UptimeRobot is a free external service that hits your URL every 5 minutes and alerts you when it goes down. The free tier gives you 50 monitors with 5-minute check intervals.

Point it at your /health endpoint. When the endpoint returns 503 (partial failure) or times out (total failure), UptimeRobot sends you an email and a push notification through their mobile app.

This is the layer that catches what the other two cannot: when the entire service is dead. If your process crashed, there is no running code to send Sentry events or respond to health checks. UptimeRobot notices because nobody answered.

Setup takes 10 minutes:

  1. Sign up at uptimerobot.com (free tier covers 50 monitors)
  2. Add an HTTP monitor pointing to your /health endpoint
  3. Set the expected status to 200
  4. Install the UptimeRobot mobile app for push notifications

Alert Flow for Each Failure Type

Worker Monitoring

Web API monitoring is straightforward because you have HTTP endpoints to check. Workers are harder because they run behind a queue.
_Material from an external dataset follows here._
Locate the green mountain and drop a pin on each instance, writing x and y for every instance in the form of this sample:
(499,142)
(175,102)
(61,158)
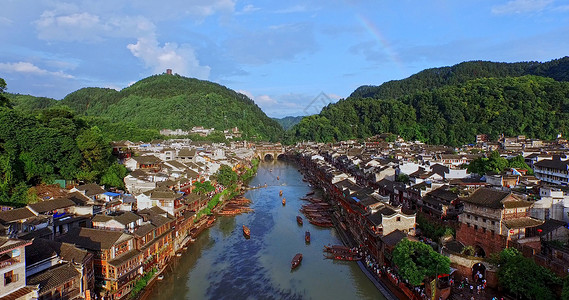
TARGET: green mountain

For Celery workers, hook into the task_failure signal:

from celery.signals import task_failure

@task_failure.connect
def handle_task_failure(sender, task_id, exception, **kwargs):
    # Sync context, use httpx sync client
    send_telegram_alert_sync(
        title=f"Worker Task Failed: {sender.name}",
        message=str(exception),
        source="worker",
    )

This fires whenever a Celery task raises an unhandled exception. Combined with Sentry's automatic Celery integration, you get both error tracking and an immediate phone notification.
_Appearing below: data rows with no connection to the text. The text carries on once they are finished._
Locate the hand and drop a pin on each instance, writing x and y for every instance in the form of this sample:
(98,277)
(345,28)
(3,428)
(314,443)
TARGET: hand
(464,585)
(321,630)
The Friday crash that hit us was exactly this scenario. The worker failed silently because we had Sentry capturing the exception, but no signal hook and no alert rule. The task failure signal with a Telegram alert would have pinged us within seconds.

Setup Checklist

The full setup takes about an hour:

Sentry (15 minutes):

  1. Create alert rule: "When an issue is first seen" with email and Telegram notification
  2. Create alert rule: "When event count exceeds 10 in 1 hour" for spike detection

Telegram Bot (10 minutes):

  1. Message @BotFather on Telegram, create a bot, save the token
  2. Create a group chat, add the bot, get the chat ID from the Bot API
  3. Set ALERT_TELEGRAM_BOT_TOKEN and ALERT_TELEGRAM_CHAT_ID in your environment

Health Check Endpoint (20 minutes):

  1. Add a probing check for each critical dependency (database, Redis, any external service)
  2. Return 503 on any failure, 200 only when all are healthy
  3. Add per-check timeouts (2 seconds max)
  4. Keep root / as a dumb fast endpoint for PaaS health checks

UptimeRobot (10 minutes):

  1. Sign up (free tier: 50 monitors, 5-minute check intervals)
  2. Add HTTP monitor pointing to your /health endpoint
  3. Install the mobile app for push notifications

What You Get

After this setup, here is what happens for each failure mode:

  • Code bug (500 error): Sentry captures it, Telegram bot pings your phone within seconds
  • Database goes down: Health check returns 503, UptimeRobot detects it within 5 minutes, push notification
  • Process crashes: UptimeRobot detects no response within 5 minutes, push notification and email
  • Error spike: Sentry threshold rule fires, email notification

No single point of failure in the monitoring itself. Three independent systems, each with its own notification path. If Telegram is down, you still get emails. If Sentry misses it, UptimeRobot catches it. The monitoring watches itself through redundancy.

That is how you sleep well on weekends. Not by hoping nothing breaks, but by knowing you will hear about it within 5 minutes if it does.